Ah, late night IRC conversations - you can never be sure what'll come up. We ran across this great ol' Wired Magazine article (via digg) from back in 1997 entitled "101 Ways to Save Apple." We thought we'd take a look at it to see how far Apple has come.
10. Get a great image campaign. Let's get some branding (or rebranding) going on. Reproduce the "1984" spot with a 1997 accent.
Check. Well, ok - the new Mac/PC ads are just decent. The WWDC remix was much better.
13. Exploit every Wintel user's secret fear that some day they're going to be thrown into a black screen with a blinking C-prompt. Advertise the fact that Mac users never have to rewrite autoexec.bat or sys.ini files.
Probably not a good idea these days.
14. Do something creative with the design of the box and separate yourselves from the pack.
Done and done. iOragami, anyone?
34. Port the OS to the Intel platform, with its huge amount of investment in hardware, software, training, and experience. Don't ignore it; co-opt it.
Did Steve help write this article?
37. Take advantage of NeXT's easy and powerful OpenStep programming tools to entice a new generation of Mac software developers.
"Mr. Jobs, I'm going to have to ask you to step away from that keyboard..."
48. Get Ben & Jerry's to name a flavor after you. Suggestion: Apple Silicon Chip Supreme.
I'd buy it over a MacBook anyday.
62. Build a computer that doesn't crash.
Speaking of the MacBook...
75. Speed sells. Push your advantage on the speed of the processor. This summer, you'll release Macs using 450- and 533-MHz processors. Your lead over Intel will be remarkable. Brag about this.
Was it really that bad in '97? Oh wait, I was 12... (Wow, that makes me feel really young - and I'm betting it makes a lot of you feel really old)
83. Develop proprietary programs that run only on Macs. Crow about them.
I think they're still working on this one.
86. Organize a very large bake sale - look what cookie sales have done for the Girl Scouts.
Yeah, but the last time I bought brownies from a guy in the San Fran area... well, come to think of it, those were pretty darn good brownies.

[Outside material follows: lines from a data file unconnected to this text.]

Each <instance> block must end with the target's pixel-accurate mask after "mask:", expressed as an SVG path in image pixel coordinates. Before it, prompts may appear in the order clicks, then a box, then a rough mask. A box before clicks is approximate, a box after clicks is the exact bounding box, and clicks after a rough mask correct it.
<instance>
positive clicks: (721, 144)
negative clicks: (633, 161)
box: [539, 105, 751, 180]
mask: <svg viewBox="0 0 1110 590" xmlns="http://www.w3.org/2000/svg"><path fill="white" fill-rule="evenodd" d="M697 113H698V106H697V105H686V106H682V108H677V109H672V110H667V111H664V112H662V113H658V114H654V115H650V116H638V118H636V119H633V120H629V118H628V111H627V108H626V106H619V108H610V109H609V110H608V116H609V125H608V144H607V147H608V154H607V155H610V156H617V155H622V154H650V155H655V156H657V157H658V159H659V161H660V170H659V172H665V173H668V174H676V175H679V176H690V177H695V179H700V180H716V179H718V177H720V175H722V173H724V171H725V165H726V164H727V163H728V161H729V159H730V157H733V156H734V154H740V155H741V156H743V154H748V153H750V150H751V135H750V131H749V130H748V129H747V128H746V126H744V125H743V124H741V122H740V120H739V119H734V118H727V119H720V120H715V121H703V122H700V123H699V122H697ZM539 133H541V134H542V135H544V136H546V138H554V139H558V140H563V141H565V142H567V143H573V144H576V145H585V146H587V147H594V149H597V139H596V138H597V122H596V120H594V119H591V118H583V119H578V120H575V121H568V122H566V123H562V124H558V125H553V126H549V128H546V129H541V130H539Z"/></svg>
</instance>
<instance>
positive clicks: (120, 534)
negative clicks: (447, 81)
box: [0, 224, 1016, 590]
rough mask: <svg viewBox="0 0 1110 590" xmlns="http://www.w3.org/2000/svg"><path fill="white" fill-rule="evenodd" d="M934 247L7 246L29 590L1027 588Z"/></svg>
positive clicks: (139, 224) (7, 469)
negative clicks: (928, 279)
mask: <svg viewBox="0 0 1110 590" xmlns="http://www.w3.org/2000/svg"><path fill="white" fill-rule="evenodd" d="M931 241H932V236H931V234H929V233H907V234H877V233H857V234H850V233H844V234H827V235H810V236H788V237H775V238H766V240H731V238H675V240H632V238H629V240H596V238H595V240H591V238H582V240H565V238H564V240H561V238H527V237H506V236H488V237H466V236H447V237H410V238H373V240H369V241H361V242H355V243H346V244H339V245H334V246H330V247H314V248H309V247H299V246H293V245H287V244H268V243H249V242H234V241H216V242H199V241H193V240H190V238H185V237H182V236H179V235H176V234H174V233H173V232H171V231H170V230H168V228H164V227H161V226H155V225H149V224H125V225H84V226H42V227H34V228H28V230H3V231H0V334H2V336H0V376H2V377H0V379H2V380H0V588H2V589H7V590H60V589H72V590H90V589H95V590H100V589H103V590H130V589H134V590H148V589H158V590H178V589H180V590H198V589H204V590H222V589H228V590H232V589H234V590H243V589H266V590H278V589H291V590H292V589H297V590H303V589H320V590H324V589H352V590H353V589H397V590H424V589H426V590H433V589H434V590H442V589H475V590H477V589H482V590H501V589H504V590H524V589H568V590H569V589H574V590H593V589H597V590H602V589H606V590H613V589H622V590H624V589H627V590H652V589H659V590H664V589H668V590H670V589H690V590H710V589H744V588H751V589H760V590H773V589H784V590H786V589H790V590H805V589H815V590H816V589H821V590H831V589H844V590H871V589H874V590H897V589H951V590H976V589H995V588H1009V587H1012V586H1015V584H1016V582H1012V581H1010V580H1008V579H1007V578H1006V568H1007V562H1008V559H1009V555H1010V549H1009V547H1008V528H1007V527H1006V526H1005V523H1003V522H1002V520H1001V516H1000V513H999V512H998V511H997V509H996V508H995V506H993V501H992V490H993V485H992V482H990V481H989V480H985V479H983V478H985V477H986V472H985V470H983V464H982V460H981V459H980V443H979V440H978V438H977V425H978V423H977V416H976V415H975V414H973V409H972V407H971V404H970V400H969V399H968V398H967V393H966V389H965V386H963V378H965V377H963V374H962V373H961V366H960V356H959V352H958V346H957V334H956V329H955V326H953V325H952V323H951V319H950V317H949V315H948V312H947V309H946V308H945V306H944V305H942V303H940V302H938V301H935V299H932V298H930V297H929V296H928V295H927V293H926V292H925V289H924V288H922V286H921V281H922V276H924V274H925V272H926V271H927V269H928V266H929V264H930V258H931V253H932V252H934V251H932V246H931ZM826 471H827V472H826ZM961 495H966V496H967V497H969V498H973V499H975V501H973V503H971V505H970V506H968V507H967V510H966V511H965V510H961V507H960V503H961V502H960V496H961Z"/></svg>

88. Acknowledge that there are people with repetitive stress injuries. Why do loyal customers have to go to a weird third-party vendor to get a split keyboard?
Because those suck.
93. Develop a way to program that requires no scripting or coding.
I am so there! WWNon-DC 2007, here I come.
97. Have Pixar make 3001, A Space Odyssey, with HAL replaced by a Mac.
Steve? Can you hear me Steve?
101. Don't worry. You'll survive. It's Netscape we should really worry about.